WAFF asked, maybe that would have just taken one phone call by DHR to find out, especially when we are talking about children here?

"It's possible and that is something the counties are going to look into doing but it's not been a problem and i am not aware of this happening any other time. Typically when they give us documentation, they give us ones that are accurate because there are laws against presenting fraudulent documents," said Spear.

Spear said the state of Tennessee would not have contacted DHR about a counselor that they were using.

Spear added that no background check was done on Gieske and that DHR only conducts checks on their employees, not outside vendors.

He couldn't provide a number of how many DHR cases Gieske has worked on since 2006, saying that's not something they track.

He said in every case, multiple social workers and providers assist with children so Gieske would not have had sole say-so over cases but she would have given recommendations.

Spear confirmed Gieske did testify in DHR cases involving terminating parental rights.

"I will fight, I will appeal it, I will never stop, I will never sit down and be quiet about it because if it's happening to me, it's happening to others," added Berryman.
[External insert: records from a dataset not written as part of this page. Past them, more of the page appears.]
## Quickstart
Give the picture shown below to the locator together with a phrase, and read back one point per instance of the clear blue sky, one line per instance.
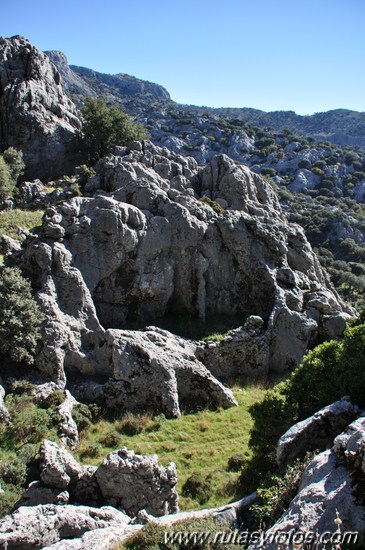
(301, 55)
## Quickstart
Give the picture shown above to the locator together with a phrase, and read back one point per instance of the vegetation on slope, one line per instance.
(327, 373)
(202, 443)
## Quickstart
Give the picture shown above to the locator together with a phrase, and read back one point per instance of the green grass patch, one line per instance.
(215, 327)
(202, 442)
(12, 220)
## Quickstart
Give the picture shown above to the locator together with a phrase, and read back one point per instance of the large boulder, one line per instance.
(134, 482)
(36, 115)
(331, 484)
(153, 369)
(125, 480)
(158, 237)
(44, 525)
(316, 432)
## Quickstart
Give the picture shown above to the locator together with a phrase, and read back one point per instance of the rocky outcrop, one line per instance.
(35, 114)
(106, 529)
(149, 243)
(44, 525)
(67, 427)
(155, 370)
(332, 482)
(133, 482)
(125, 480)
(317, 432)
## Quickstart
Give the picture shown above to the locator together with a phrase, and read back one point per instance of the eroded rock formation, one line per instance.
(35, 114)
(125, 480)
(158, 235)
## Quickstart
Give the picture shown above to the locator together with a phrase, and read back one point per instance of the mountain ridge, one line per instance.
(340, 126)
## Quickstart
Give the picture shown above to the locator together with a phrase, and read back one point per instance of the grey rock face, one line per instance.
(134, 482)
(124, 480)
(44, 525)
(316, 432)
(330, 483)
(145, 245)
(152, 369)
(58, 468)
(37, 117)
(67, 427)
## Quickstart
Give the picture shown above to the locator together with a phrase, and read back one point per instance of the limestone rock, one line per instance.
(145, 246)
(326, 486)
(4, 413)
(135, 482)
(44, 525)
(36, 493)
(152, 369)
(58, 468)
(242, 353)
(67, 427)
(331, 482)
(316, 432)
(37, 116)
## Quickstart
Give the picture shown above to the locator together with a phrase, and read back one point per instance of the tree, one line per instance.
(15, 162)
(11, 167)
(7, 185)
(105, 127)
(20, 318)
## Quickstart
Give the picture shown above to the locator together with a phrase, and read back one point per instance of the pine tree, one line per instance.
(20, 318)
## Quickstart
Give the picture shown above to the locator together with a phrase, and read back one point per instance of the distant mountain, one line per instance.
(339, 126)
(79, 81)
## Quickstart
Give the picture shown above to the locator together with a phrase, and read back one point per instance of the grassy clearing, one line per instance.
(11, 220)
(202, 442)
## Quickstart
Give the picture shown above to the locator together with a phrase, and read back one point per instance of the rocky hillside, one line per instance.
(36, 116)
(154, 235)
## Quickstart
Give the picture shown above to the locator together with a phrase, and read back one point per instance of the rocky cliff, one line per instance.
(158, 235)
(35, 114)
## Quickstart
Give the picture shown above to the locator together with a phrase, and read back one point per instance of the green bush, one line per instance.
(152, 536)
(82, 416)
(21, 316)
(277, 492)
(13, 471)
(105, 127)
(84, 172)
(197, 487)
(92, 451)
(327, 373)
(7, 185)
(110, 439)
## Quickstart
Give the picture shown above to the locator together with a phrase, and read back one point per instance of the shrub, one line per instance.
(21, 316)
(29, 423)
(110, 439)
(82, 416)
(152, 536)
(132, 424)
(14, 160)
(236, 462)
(75, 188)
(84, 172)
(277, 493)
(327, 373)
(198, 487)
(105, 127)
(92, 451)
(13, 471)
(7, 185)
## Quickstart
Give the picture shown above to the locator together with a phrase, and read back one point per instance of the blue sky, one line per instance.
(301, 55)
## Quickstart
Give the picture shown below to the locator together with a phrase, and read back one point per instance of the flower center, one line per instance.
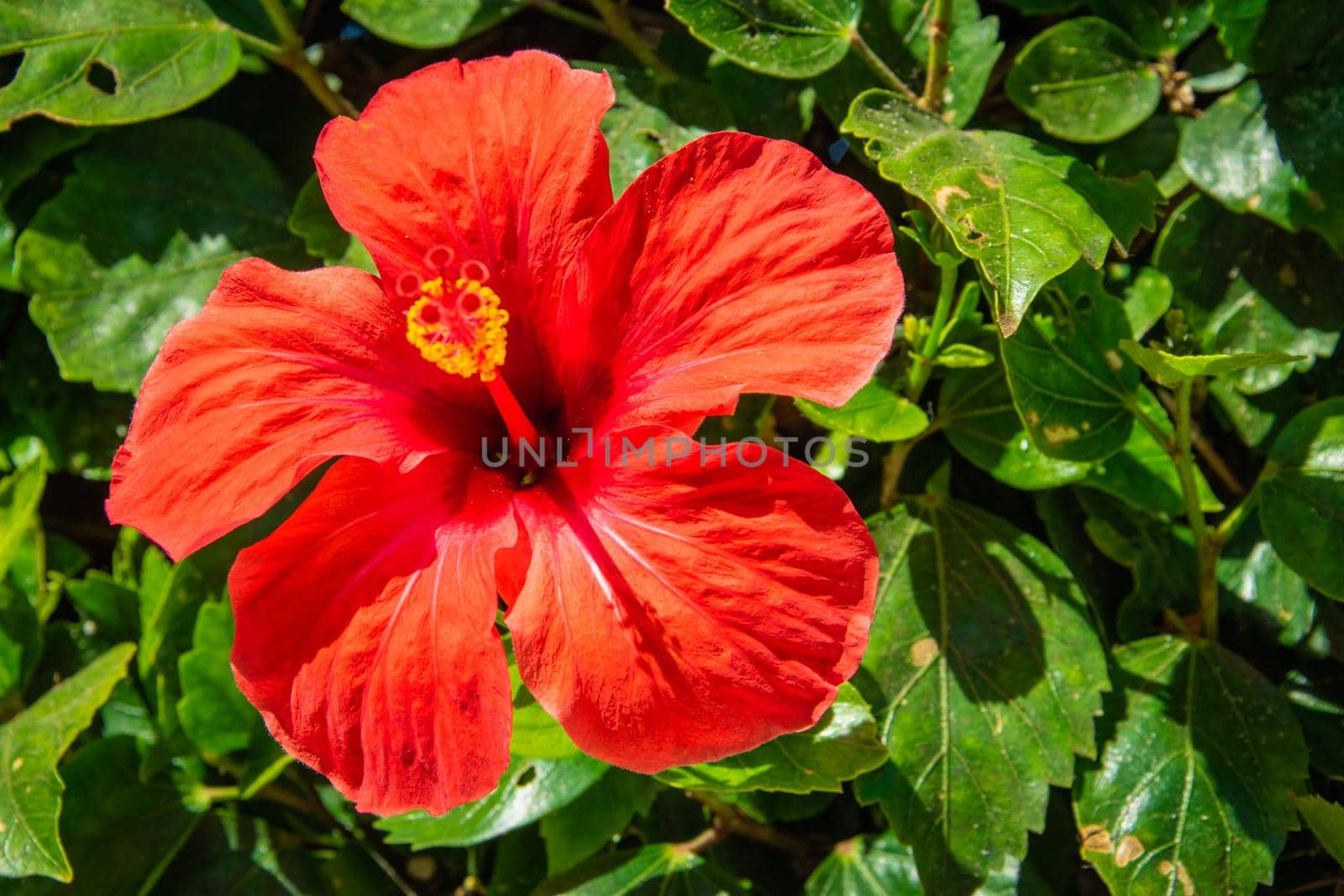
(459, 325)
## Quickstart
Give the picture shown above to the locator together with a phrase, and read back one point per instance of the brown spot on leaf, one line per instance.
(1129, 849)
(944, 195)
(1095, 840)
(1168, 869)
(1061, 434)
(924, 651)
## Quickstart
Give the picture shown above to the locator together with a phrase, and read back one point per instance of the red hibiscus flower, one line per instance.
(667, 611)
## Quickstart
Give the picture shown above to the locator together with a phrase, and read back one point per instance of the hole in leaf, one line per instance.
(10, 66)
(102, 78)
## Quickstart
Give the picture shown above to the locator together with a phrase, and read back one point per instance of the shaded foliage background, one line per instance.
(1108, 479)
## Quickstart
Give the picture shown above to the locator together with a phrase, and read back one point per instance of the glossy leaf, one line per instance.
(1276, 34)
(429, 23)
(138, 238)
(19, 496)
(1263, 589)
(884, 867)
(1301, 495)
(89, 62)
(1159, 27)
(1327, 822)
(984, 649)
(842, 746)
(651, 120)
(213, 712)
(31, 745)
(978, 416)
(875, 412)
(1196, 783)
(1023, 211)
(1274, 148)
(528, 790)
(596, 819)
(1247, 286)
(783, 38)
(1072, 385)
(1085, 81)
(1171, 369)
(652, 871)
(312, 222)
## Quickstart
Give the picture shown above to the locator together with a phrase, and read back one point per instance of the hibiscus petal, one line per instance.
(737, 264)
(366, 633)
(679, 614)
(277, 374)
(499, 160)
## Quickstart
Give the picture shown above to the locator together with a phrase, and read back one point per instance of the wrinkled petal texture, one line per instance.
(366, 633)
(679, 614)
(734, 265)
(276, 375)
(501, 160)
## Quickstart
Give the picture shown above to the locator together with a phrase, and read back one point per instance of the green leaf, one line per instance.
(1247, 286)
(842, 746)
(139, 237)
(1147, 300)
(1142, 476)
(983, 647)
(313, 222)
(651, 120)
(1263, 589)
(654, 871)
(170, 594)
(1194, 789)
(121, 832)
(1159, 27)
(1276, 34)
(875, 412)
(31, 743)
(430, 23)
(1070, 385)
(1084, 80)
(528, 790)
(158, 56)
(1274, 148)
(979, 418)
(1169, 369)
(1327, 822)
(1149, 148)
(596, 819)
(1021, 210)
(972, 51)
(108, 606)
(783, 38)
(961, 355)
(880, 866)
(1301, 496)
(24, 152)
(213, 712)
(19, 496)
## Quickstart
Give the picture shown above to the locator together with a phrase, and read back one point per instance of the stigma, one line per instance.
(459, 325)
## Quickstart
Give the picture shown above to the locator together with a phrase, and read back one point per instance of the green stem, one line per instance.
(1206, 544)
(573, 16)
(624, 33)
(936, 76)
(884, 71)
(922, 365)
(289, 55)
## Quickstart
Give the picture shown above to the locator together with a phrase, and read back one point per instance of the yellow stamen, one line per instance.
(461, 332)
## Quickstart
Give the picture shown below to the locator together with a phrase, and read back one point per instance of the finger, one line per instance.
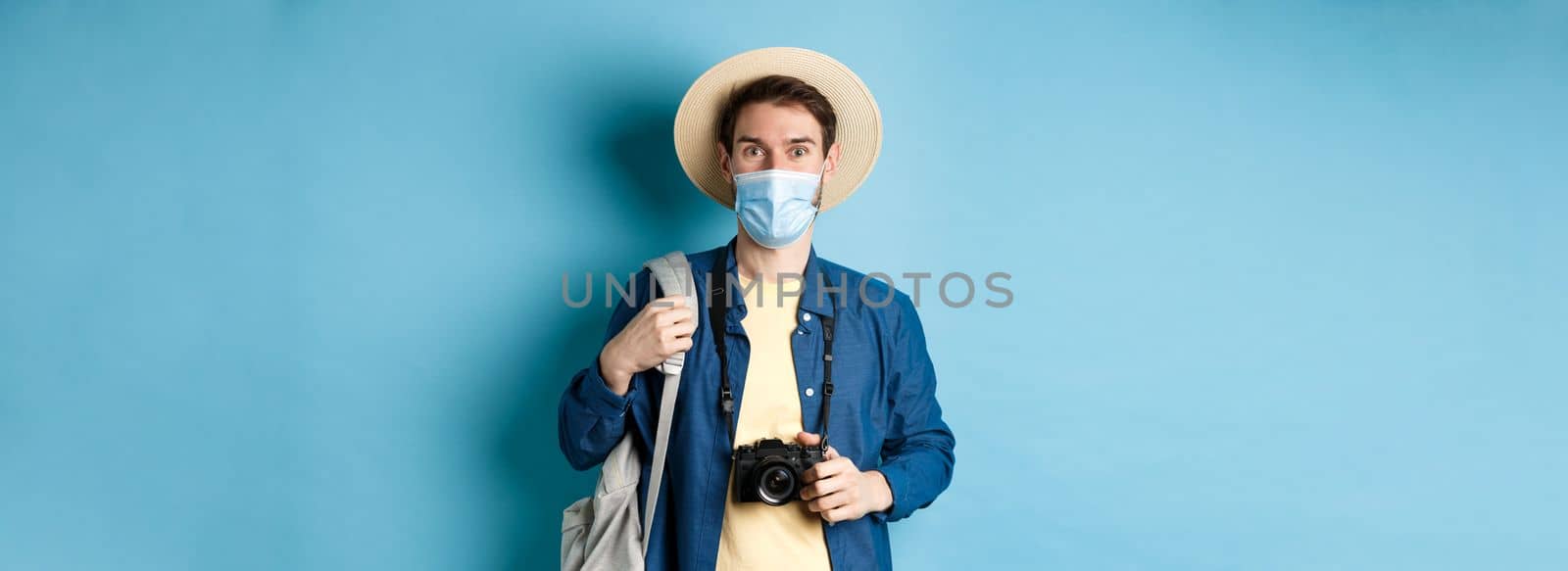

"This is certainly something we (DHR) are not happy with, we do wish that we would have known ahead of time that she was not qualified as she said she was. It is going to open our eyes to look a little closer to some people. Our job is to protect children and that is our number one goal to do whatever we can to make sure children are safe," added Spear.

DHR is contacting District Attorneys in each county where this woman provided counseling to see if they can pursue charges against her.

As for Angel Gieske, after our many attempts to reach out to her, we didn't hear from her until she saw the story's promos airing.

But even after several emails, calls, and texts, she declined to comment.